Die Euphorie war groß, als die UN 1992 im brasilianischen Rio de Janeiro weitreichende Maßnahmen zum Schutz unseres Planeten vereinbarten. Im kommenden November treffen sich Hunderte Abgesandte aus rund 200 Staaten in Warschau erneut: zum inzwischen 19. Klimapalaver.
Doch vom Ziel, die Erderwärmung bis zum Ende der Jahrhunderts auf zwei Grad Celsius zu begrenzen, ist die Welt weiter entfernt denn je. Die einstige Aufbruchstimmung ist erstorben. Und kaum ein professioneller Beobachter glaubt mehr, dass sich die Weltgemeinschaft auf einem künftigen Gipfel noch auf gemeinsame Maßnahmen einigen wird. Was aber tun? Die Gipfel abblasen?
So weit will Oliver Geden von der Stiftung Wissenschaft und Politik in Berlin nicht gehen. Doch die Mission des IPCC hält er „für erfüllt“. Geden schlägt vor, das Zwei-Grad-Ziel aufzugeben. „Es ist illusorisch.“ Statt Klimapolitik länger im Gewand eines vermeintlich „wissenschaftlich abgesicherten Weltumgestaltungsplans zu präsentieren“, sollten die Regierungen lieber pragmatisch Möglichkeiten aushandeln, Treibhausgas-Emissionen zu reduzieren.
Elliot Diringer, Vizepräsident des US-Center for Climate and Energy Solutions in Virginia, sieht den besten Weg darin, wenn jedes Land für sich seine Klimaziele und den Weg dorthin festlegt. So entstünde Wettbewerb, und es käme endlich Dynamik in den Prozess, ist er überzeugt.
Andere schwören auf einen globalen Emissionshandel. Unternehmen und Kraftwerksbetreiber, die CO2 in die Luft pusten, müssen für die Verschmutzung bezahlen.
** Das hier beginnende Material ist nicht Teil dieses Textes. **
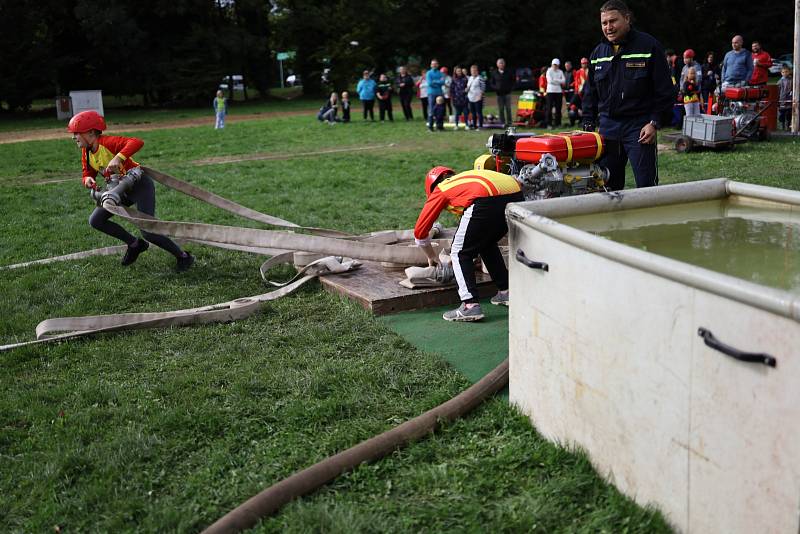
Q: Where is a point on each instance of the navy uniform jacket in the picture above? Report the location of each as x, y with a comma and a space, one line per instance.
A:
634, 82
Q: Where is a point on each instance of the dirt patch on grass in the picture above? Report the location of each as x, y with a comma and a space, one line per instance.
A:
267, 156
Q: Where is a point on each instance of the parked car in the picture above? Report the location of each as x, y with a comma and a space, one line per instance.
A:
780, 61
523, 79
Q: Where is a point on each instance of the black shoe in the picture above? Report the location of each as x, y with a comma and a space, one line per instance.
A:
184, 262
136, 248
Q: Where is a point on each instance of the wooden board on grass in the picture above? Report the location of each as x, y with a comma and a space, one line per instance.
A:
377, 289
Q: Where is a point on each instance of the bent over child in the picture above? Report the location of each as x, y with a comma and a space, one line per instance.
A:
114, 154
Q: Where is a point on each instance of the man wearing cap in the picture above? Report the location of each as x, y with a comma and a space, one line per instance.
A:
628, 91
761, 64
555, 91
690, 63
503, 82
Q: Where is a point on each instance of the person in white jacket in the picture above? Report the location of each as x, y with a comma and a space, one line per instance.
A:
476, 86
556, 83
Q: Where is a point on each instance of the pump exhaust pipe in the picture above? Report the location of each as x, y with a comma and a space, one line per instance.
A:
116, 187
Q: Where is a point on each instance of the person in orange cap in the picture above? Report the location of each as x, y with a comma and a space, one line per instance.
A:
479, 198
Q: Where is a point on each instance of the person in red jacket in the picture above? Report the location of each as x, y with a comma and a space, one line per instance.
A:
113, 155
479, 197
761, 64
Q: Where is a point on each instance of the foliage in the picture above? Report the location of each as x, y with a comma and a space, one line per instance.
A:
166, 430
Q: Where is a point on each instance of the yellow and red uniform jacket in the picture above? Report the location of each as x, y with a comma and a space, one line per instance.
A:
108, 147
457, 193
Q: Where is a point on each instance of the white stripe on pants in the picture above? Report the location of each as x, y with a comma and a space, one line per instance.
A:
455, 248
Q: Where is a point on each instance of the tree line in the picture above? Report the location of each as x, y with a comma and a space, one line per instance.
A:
178, 51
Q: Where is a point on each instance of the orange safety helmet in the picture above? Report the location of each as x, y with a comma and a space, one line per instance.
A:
434, 176
85, 121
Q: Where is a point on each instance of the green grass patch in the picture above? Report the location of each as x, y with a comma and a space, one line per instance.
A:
166, 430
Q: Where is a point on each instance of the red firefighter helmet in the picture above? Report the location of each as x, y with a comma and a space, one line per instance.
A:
85, 121
434, 176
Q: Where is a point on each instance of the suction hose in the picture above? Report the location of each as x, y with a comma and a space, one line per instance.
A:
273, 498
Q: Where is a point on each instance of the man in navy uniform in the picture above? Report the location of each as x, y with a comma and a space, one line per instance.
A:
628, 91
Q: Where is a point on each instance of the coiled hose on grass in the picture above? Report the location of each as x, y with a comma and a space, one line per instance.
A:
303, 482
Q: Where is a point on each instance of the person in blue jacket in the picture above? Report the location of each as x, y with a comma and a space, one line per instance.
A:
628, 90
435, 80
366, 92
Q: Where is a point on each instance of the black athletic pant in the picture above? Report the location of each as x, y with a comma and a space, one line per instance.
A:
143, 195
368, 108
385, 108
405, 102
481, 227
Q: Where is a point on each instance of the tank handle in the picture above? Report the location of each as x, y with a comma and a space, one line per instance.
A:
750, 357
523, 259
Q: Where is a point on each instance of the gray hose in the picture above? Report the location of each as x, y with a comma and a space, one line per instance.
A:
273, 498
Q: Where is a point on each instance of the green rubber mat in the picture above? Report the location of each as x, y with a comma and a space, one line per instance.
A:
472, 348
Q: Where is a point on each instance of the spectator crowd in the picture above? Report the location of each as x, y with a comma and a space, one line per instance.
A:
457, 96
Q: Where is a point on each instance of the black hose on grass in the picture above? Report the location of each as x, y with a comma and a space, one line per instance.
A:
273, 498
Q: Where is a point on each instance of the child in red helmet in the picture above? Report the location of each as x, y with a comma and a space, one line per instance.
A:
113, 153
479, 197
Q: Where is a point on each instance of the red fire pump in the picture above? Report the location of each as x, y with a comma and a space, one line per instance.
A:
752, 109
548, 165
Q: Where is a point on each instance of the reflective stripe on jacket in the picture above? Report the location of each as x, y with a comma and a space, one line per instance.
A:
633, 81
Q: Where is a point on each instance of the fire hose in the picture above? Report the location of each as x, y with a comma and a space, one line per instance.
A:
344, 248
377, 246
303, 482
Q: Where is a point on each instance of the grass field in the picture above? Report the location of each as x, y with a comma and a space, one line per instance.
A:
167, 430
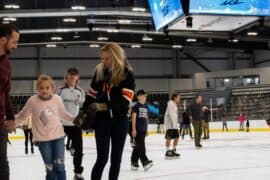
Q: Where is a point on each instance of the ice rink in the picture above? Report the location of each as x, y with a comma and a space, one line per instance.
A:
226, 156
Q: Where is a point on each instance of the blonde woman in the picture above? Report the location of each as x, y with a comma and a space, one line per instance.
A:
112, 88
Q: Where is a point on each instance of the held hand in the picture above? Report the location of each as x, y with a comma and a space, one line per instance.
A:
134, 133
78, 121
10, 126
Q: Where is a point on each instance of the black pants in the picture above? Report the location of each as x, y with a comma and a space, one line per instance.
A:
75, 134
184, 129
197, 125
139, 152
28, 136
108, 131
4, 167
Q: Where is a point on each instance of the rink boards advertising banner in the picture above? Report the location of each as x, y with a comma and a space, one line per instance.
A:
165, 12
231, 7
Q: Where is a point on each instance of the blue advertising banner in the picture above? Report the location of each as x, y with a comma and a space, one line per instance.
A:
165, 11
231, 7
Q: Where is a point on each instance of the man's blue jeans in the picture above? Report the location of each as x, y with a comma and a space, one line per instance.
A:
53, 153
4, 168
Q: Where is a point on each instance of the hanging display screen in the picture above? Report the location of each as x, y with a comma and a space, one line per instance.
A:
165, 12
231, 7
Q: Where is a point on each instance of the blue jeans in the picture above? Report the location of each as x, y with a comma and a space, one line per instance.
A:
4, 167
53, 153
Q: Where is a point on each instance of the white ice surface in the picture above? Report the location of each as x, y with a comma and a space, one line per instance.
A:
226, 156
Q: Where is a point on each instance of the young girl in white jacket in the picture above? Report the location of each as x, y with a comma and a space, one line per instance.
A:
171, 126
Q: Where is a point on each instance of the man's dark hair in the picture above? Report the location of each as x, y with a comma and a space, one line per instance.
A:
7, 29
174, 95
196, 97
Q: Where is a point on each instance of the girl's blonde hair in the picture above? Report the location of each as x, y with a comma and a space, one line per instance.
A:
44, 77
118, 65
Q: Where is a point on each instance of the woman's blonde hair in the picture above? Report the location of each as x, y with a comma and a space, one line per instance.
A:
44, 77
118, 65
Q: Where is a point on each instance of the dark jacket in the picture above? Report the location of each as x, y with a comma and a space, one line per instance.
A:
5, 80
205, 115
119, 96
185, 118
195, 110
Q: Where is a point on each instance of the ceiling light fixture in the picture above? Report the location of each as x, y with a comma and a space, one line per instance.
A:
233, 40
62, 30
9, 19
177, 46
94, 45
112, 30
78, 7
76, 36
252, 33
56, 38
69, 20
124, 21
138, 9
12, 6
102, 38
227, 80
191, 40
50, 45
146, 38
5, 22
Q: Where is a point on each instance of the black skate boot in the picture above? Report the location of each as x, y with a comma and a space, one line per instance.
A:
134, 166
169, 154
175, 154
148, 165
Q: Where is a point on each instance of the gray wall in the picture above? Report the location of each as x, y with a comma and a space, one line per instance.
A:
155, 69
200, 78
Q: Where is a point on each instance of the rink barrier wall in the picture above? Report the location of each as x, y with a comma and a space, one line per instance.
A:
233, 126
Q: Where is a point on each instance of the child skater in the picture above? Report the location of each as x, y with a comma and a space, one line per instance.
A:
47, 109
139, 118
28, 135
171, 126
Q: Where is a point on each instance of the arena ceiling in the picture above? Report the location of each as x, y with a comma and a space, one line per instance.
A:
55, 22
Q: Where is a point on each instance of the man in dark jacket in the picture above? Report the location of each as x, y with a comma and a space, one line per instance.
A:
9, 36
195, 110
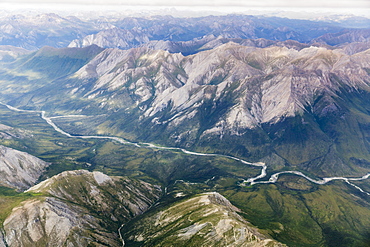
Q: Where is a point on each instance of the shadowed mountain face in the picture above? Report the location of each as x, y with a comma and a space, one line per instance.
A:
291, 94
307, 106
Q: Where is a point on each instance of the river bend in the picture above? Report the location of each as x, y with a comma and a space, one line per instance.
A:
254, 180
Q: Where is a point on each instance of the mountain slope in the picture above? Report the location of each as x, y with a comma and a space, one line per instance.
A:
19, 170
78, 208
203, 220
260, 102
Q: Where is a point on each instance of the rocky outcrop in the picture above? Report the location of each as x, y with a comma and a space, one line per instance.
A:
78, 208
264, 85
205, 220
19, 170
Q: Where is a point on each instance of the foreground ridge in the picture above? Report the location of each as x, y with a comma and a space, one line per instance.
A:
273, 179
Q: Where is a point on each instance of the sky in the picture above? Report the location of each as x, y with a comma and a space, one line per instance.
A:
244, 3
351, 7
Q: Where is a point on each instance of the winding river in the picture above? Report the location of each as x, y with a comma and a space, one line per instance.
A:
251, 181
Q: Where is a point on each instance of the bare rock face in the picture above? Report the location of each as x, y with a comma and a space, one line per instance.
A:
19, 170
78, 208
205, 220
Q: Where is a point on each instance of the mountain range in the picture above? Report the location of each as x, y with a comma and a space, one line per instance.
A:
206, 103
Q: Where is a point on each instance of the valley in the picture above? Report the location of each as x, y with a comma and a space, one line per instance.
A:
230, 130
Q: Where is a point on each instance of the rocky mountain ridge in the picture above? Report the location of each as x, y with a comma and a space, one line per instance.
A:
209, 216
77, 208
19, 170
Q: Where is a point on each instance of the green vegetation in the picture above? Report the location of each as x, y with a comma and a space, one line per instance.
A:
9, 199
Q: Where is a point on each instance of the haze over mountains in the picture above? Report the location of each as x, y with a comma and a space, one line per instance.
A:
293, 94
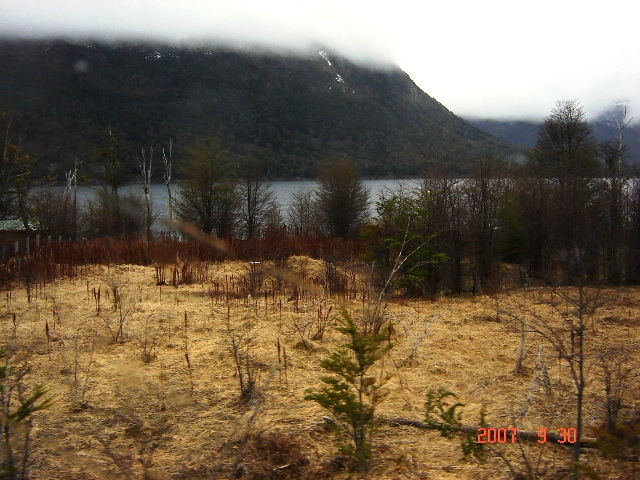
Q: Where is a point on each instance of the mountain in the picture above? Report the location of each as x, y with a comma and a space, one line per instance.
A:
525, 133
290, 111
Außer der EU experimentieren inzwischen Australien, Neuseeland, China, Südkorea und Bundesstaaten in den USA und Kanada mit solchen Systemen. Experten sehen Chancen, sie zu verknüpfen.
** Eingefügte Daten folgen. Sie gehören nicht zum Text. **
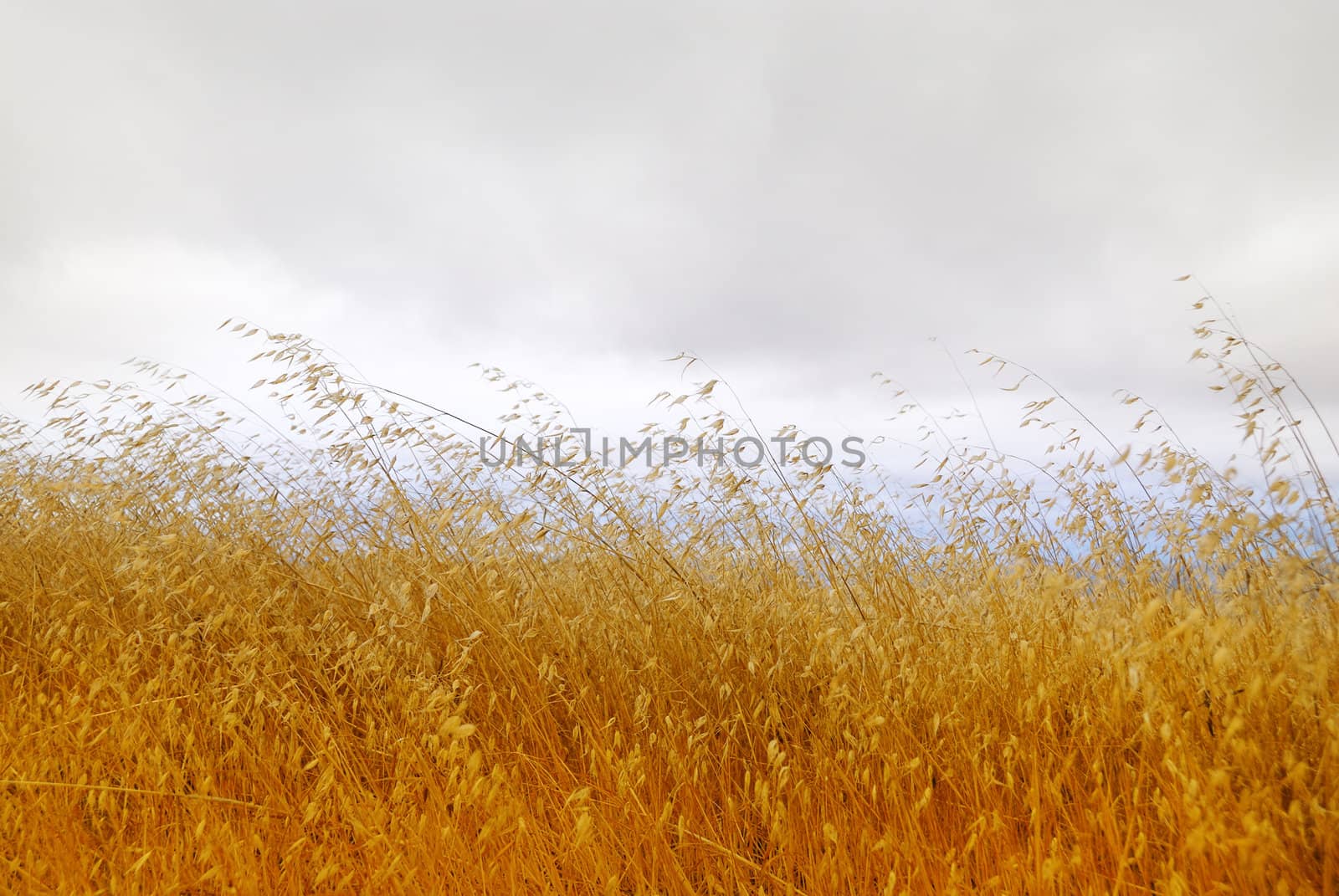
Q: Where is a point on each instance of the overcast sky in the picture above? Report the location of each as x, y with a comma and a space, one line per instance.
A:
800, 192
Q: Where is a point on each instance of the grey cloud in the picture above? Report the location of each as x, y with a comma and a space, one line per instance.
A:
787, 187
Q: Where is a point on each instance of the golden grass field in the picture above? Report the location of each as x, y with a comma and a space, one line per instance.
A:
350, 658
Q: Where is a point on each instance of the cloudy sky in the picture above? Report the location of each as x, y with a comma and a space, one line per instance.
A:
800, 192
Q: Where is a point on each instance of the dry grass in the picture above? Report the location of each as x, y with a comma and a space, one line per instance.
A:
358, 661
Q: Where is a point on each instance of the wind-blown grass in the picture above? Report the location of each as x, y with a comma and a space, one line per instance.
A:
351, 658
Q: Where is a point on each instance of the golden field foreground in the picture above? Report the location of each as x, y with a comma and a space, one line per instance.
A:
357, 659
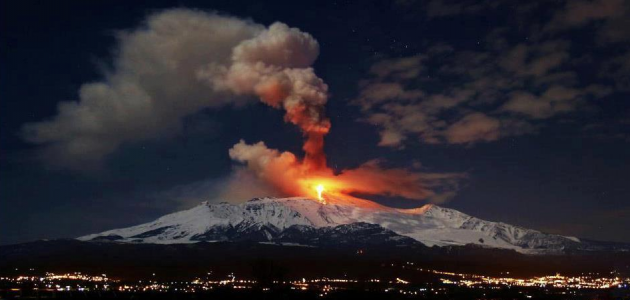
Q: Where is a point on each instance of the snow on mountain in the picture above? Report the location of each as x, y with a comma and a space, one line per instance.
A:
266, 219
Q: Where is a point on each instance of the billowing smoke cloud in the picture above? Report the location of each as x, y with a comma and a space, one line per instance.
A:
274, 66
183, 61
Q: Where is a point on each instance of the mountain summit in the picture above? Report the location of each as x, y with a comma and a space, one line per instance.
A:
304, 221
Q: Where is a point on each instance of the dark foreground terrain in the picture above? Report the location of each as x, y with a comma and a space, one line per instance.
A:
247, 270
132, 261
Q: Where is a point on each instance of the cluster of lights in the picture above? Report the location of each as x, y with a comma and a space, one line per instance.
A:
83, 282
587, 281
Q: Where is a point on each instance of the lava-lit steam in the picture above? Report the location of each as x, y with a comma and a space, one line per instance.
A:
274, 65
291, 176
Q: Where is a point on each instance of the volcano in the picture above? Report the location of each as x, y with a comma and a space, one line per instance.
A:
309, 222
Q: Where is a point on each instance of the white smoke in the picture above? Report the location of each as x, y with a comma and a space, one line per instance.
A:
162, 73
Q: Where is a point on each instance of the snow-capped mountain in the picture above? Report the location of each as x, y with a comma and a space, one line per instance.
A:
309, 222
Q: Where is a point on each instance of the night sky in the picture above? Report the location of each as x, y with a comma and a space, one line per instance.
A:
527, 100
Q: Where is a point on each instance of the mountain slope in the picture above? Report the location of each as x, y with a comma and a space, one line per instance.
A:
278, 219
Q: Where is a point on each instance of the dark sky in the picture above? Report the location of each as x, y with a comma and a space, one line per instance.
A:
529, 100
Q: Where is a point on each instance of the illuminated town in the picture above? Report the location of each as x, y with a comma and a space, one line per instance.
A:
443, 284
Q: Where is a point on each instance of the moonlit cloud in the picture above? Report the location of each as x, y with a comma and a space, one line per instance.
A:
175, 65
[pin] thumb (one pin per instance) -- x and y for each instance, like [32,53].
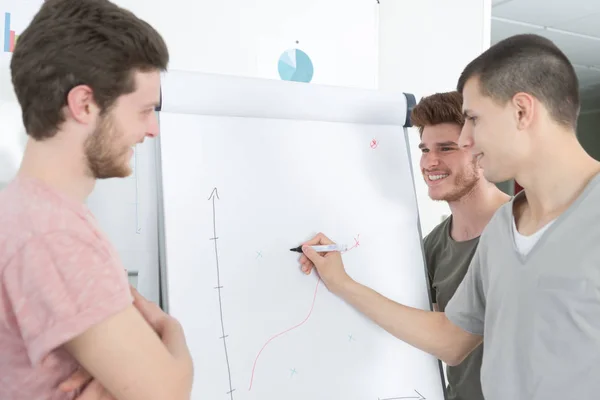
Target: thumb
[312,255]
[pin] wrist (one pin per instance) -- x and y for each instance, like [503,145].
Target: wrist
[343,286]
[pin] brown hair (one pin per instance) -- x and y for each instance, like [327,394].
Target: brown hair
[80,42]
[438,108]
[531,64]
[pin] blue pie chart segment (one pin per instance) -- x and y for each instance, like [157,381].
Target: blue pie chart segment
[295,65]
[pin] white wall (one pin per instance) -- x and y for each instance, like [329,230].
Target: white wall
[423,47]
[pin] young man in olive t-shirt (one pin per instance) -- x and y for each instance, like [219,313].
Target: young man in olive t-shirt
[452,175]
4. Vorfahrt für ökonomisch effiziente Maßnahmen
Wie Politiker Geld zum Fenster hinauswerfen und dem Klima – statt zu helfen – auch noch schaden, haben die Ökonomen Hans-Werner Sinn und John Hassler erst jüngst wieder in einer Studie vorgerechnet. Sinn ist Präsident des Münchner ifo Instituts für Wirtschaftsforschung, Hassler lehrt an der Universität Stockholm. In dem Papier kommen sie zum Ergebnis, dass es nicht nur viel Geld kostet, Raps und Mais als Energiealternative zu Kohle und Öl zu subventionieren. Schlimmer: Ihr Anbau beschleunigt die Erderwärmung sogar.
Der Grund liegt im „grünen Paradoxon“, auf das Ökonom Sinn schon früher aufmerksam gemacht hat. Die Förderung für Energiepflanzen schmälert zunächst die Nachfrage nach fossilen Brennstoffen, die daraufhin billiger werden. Als Folge des Preisrutsches werden am Ende aber mehr Kohle und Öl verheizt als vorher – die Klimabelastung steigt. Ein Blick auf die globale CO2-Bilanz untermauert die These. Die Emissionen erreichten vergangenes Jahr einen neuen Rekord: Sie stiegen um 1,4 Prozent auf 31,6 Milliarden Tonnen.
Doch es kommt noch ärger. Weil dort, wo Energiepflanzen angebaut werden, kein Getreide und Gemüse wachsen kann, verteuern diese sich laut Sinn und Hassler um mindestens 40 Prozent, im schlimmsten Fall sogar um 250 Prozent. Das ist verkorkster Klimaschutz auf Kosten der Ärmsten.